Ale trzeba przyznać, że Ministerstwo Sportu i Turystyki podeszło do sprawy bardzo kompleksowo, gdyż starania o igrzyska w 2040 r. są zwieńczeniem ośmioletniej Strategii Rozwoju Sportu, którą wprowadzą wszystkie związki sportowe. Nie przekonuje to pana?
Ja tych szczegółów nie znałem. Patrzę na ideę igrzysk w Polsce z boku. Gdybym był w gremium zajmującym się igrzyskami, to bym się tym bardziej interesował. Ale podkreślam, na pewno sami sobie nie przyznamy organizacji igrzysk. Jestem ciekawy i na ten temat nie słyszałem żadnej analizy, kto się zajmie lobbingiem. Poza tym, na dzisiaj jak zaczniesz szukać w internecie, w mediach społecznościowych hasła "Igrzyska Olimpijskie Warszawa 2040", to niewiele znajdziesz. A inne kandydatury, na wcześniejsze edycje igrzysk już się wyraźnie promują. Tymczasem my z Warszawą w ogóle nie istniejemy! Natomiast zawsze można to zmienić. Dlatego podkreślam, jeśli chcemy zorganizować igrzyska, to róbmy to, ale z głową!

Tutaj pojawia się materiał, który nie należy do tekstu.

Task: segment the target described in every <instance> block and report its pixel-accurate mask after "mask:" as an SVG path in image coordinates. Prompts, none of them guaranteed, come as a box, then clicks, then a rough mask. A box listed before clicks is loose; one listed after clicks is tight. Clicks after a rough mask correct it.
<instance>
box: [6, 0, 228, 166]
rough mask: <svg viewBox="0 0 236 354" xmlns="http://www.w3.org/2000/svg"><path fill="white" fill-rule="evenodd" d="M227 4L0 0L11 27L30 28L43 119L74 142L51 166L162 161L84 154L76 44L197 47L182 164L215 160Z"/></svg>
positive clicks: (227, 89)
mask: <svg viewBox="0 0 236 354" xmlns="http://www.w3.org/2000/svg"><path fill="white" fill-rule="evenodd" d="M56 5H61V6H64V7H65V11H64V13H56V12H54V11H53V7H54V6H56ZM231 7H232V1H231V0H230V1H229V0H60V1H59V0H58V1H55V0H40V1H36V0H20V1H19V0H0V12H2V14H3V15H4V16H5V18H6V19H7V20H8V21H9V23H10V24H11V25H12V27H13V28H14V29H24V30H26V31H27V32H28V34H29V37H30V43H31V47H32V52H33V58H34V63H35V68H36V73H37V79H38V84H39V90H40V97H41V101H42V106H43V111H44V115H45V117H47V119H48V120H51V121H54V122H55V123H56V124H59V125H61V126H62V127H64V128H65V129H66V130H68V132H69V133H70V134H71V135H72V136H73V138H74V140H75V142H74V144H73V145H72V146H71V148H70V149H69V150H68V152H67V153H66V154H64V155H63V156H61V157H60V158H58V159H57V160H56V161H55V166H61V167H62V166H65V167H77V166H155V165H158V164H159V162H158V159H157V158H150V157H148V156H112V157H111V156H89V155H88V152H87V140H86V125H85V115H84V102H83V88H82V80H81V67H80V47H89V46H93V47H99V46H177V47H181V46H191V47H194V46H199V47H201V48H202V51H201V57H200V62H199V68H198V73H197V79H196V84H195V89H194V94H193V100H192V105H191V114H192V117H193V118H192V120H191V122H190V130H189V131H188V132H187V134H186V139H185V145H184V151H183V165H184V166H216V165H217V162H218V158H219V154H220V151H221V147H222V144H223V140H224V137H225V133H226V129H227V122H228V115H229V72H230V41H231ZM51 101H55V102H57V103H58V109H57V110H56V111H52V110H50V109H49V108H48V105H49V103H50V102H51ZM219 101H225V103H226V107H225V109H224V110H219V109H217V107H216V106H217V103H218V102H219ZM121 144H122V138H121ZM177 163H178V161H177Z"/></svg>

Jak pan reaguje na to, że prezes PKOl-u Radosław Piesiewicz ma pretensje do wiceprezesów Adama Korola, Tomasza Chamery i Mariana Kmity, o to, że dali się zaprosić Ministerstwu Sportu i Turystyki na Kongresie Sportu Powszechnego, na którym omawiano strategię dla naszego sportu, ale również kwestię organizacji IO w 2040 r.?
Trudno mi się na ten temat wypowiedzieć, bo nie znam szczegółów tej sytuacji. Pewne jest jedno: gdybym ja był prezesem PZPN-u i gdyby mi trzech wiceprezesów zaprosili do jakiejś organizacji, do jakiegoś gremium, to przede wszystkim najpierw by się mnie o to zapytali. Natomiast dlaczego się nie pytali prezesa Piesiewicza, to już jest inna para kaloszy.